More about the story shall not be revealed in this review. Suffice to say it is an out-of-this-world adventure full of trials and tribulations and conflict arising from unexpected sources, and her biggest adversary may be the button box itself — but it’s not her only adversary.

Instead, let’s talk a bit about the box. Where did it come from? Who made it and for what purpose? And who is the man whose sole mission seems to be passing it from person to person for care?

It wouldn’t be surprising if some enterprising individual opened the box to find a manufacturing label from Sombra Corporation or North Central Positronics inside. It has the whiff of one of their products. Yet there’s more to it than that. Sombra and NCP made technological items, whereas the button box has a magical aspect. An inherent power to destroy.

When Richard Farris entered the story in Gwendy’s Button Box, readers naturally assumed — based on his initials — that he was another aspect of Randall Flagg, aka Walter o’ Dim,  the man in black. He seemed a little shady. He has no lines on his palms, which is usually a bad sign.

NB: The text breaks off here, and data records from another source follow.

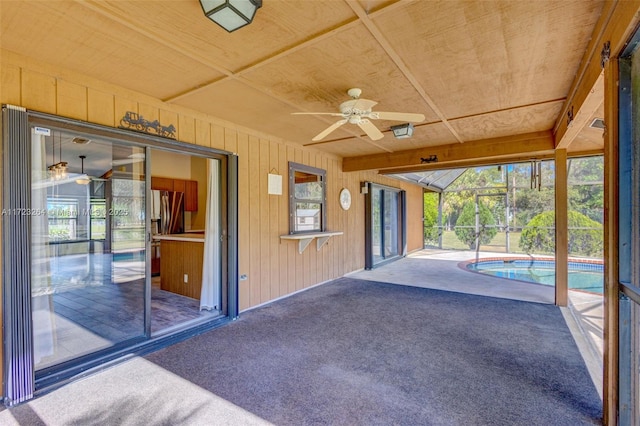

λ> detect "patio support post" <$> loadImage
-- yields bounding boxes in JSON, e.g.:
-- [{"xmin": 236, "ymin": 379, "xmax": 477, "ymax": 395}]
[
  {"xmin": 555, "ymin": 148, "xmax": 569, "ymax": 306},
  {"xmin": 438, "ymin": 192, "xmax": 444, "ymax": 249}
]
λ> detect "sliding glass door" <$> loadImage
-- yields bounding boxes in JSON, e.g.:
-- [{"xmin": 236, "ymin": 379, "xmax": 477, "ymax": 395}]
[
  {"xmin": 365, "ymin": 183, "xmax": 406, "ymax": 269},
  {"xmin": 31, "ymin": 126, "xmax": 147, "ymax": 371}
]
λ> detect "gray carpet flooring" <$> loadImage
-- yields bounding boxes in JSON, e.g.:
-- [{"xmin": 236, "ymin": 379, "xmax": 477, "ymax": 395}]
[{"xmin": 146, "ymin": 278, "xmax": 602, "ymax": 426}]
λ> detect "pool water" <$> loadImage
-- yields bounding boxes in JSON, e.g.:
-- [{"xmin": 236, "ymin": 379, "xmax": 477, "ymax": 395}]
[{"xmin": 467, "ymin": 259, "xmax": 604, "ymax": 294}]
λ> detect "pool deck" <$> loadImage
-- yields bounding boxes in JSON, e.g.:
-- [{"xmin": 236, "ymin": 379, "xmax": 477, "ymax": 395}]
[{"xmin": 349, "ymin": 249, "xmax": 604, "ymax": 397}]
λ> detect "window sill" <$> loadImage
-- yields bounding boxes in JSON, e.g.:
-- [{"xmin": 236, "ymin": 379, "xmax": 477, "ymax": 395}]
[{"xmin": 280, "ymin": 231, "xmax": 342, "ymax": 254}]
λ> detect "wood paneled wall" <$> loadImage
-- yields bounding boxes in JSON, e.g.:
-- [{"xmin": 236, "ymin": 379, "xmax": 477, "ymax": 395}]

However, as it turns out, Farris isn’t evil — he is a force of the White and his initials are just an unfortunate coincidence. The usually dapper, bowler-wearing Farris we meet in Gwendy’s Final Task is showing his age. He’s desperate to protect the button box — and with it, the world; perhaps all worlds — and will do everything he can to assist Gwendy. Ultimately, though,  it is up to our heroine to carry out the mission.

 

At a little over 400 pages, this is a breezy read, although it is probably longer than the previous two installments combined. The CD edition features full-page illustrations by Keith Minion throughout. Does this book bring to an end Gwendy’s adventures? Only time will tell. There are, as they say, more worlds than these.

Usually, in articles like this I note all the crossovers between the work in question and the greater Stephen King Universe. I’m not going to do that here because…spoilers! However, events from Derry’s history play a part in the proceedings, and a familiar former-sheriff of Castle Rock has a minor role. There’s also a creature named Boris whose presence is surely in honor of a Lucite-encased former “pet” of King’s and a passing reference to a cane with a silver wolf’s head that will invoke thoughts of Storm of the Century. Beyond that…all things serve the Beam! I look forward to discussing the revelations at the end of the book with readers.